I have had Duke (a 3 year old Lab/Shepherd mix) for almost two years, I adopted him from my work (a shelter). He was super obedient, and listened to every command, and didn't jump up.
(He grew up at the shelter, adopted and returned for various reasons)
As the time passed, I started to let little things slip, telling myself he is just trying to live the puppyhood he was denied. I am also guilty of enabling this issues, and showing praise, instead of a proper correction.
I have looked into obedience classes, but due to my financial situation, I cannot afford a good trainer.
Long story short, I am failing my dog. I need to learn how to be a better alpha mother, and provide Duke with consistent, yet-loving training.
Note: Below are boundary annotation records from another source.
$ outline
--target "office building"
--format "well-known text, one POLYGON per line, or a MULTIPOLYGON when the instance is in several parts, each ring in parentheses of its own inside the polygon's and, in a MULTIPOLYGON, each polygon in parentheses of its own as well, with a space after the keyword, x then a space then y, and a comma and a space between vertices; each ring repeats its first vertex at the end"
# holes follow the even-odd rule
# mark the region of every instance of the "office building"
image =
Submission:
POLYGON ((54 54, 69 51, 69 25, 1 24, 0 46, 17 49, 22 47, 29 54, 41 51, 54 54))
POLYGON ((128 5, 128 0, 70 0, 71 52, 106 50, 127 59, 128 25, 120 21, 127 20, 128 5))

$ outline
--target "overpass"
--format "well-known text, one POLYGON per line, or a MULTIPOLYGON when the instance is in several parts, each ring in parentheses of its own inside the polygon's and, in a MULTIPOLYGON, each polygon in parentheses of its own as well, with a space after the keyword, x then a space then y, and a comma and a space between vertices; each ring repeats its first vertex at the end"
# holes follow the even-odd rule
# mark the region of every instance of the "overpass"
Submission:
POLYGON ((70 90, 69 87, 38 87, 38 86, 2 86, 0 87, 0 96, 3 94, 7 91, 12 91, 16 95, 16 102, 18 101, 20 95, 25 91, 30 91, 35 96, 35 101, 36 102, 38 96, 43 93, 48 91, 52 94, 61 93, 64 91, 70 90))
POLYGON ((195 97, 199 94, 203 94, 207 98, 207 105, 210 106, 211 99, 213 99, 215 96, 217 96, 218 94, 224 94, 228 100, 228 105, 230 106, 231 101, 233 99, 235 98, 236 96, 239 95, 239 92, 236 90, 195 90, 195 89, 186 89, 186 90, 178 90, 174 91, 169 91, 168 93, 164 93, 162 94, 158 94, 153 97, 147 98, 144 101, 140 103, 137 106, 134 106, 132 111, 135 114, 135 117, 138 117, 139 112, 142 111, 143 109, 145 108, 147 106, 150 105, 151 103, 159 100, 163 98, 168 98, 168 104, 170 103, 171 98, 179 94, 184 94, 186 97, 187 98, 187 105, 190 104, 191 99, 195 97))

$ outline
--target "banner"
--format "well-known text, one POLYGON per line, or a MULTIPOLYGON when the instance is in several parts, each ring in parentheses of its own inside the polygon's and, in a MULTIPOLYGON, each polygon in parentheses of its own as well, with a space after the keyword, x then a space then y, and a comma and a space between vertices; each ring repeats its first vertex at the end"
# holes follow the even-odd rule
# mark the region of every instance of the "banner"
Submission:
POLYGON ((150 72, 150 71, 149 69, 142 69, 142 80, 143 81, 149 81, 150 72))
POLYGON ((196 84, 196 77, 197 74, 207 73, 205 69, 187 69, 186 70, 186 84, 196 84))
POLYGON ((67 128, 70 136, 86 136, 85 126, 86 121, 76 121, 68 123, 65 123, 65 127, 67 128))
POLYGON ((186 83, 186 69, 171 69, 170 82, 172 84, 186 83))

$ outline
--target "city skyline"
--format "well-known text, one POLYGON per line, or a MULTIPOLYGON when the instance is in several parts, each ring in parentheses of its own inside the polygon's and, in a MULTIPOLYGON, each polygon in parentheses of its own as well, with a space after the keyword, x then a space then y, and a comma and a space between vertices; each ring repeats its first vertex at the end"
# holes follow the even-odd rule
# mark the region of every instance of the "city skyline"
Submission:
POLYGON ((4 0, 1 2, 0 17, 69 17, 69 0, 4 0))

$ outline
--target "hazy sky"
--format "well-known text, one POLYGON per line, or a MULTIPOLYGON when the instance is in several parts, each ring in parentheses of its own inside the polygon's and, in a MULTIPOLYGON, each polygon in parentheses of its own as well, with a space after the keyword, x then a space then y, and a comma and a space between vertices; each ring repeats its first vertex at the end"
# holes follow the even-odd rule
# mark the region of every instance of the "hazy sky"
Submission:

Some of the issues I have created include;
1. excessive barking at EVERYTHING 2. Jumps on people and will force his face right in front of others. 3. Does not calm down, and runs zoomies in the house, and OVER the furniture. 4. Will only sit or lay down when we are alone, or I have a treat.
This is very embarrassing for me, you would think someone who deals with people turning animals over for behaviour issues, would have more control.
I just need some help and tips on doing this better. please KNOW this is in no way Duke's fault, he is a very good boy, just has a lame mom.
You love your dog, and you're willing to address his issues, so how could you be letting him down? It's great that you acknowledge the need to take charge to keep you both happy...and sane!
For the barking and the other behavior that is unacceptable, you said it yourself: you've been praising where you should be firmly correcting. I'm no trainer, and if you aren't in a position to hire one, there are some decent sources on line. One example is a site called Watch and train: http://www.watchandtrain.com It has short training videos and instructions for common behavior problems, and it's free. There may be other sites out there; this is just one I've seen a number of times.
For the running, or zooming, around the house, your energetic dog just needs more exercise. Unless they have an injury or other physical limitations, all dogs need at least 30-20 minutes of rigorous exercise each day, and as much as 2 hours depending on the breed. A good long walk a couple of times each day, a game of chase outside, some tug-of-war inside...just examples of things to get your dog moving. As we say where I work, a happily tired dog is a good dog. If you don't have time to give your dog the exercise he needs, dog treadmills and treadwheels might be a responsible choice for you.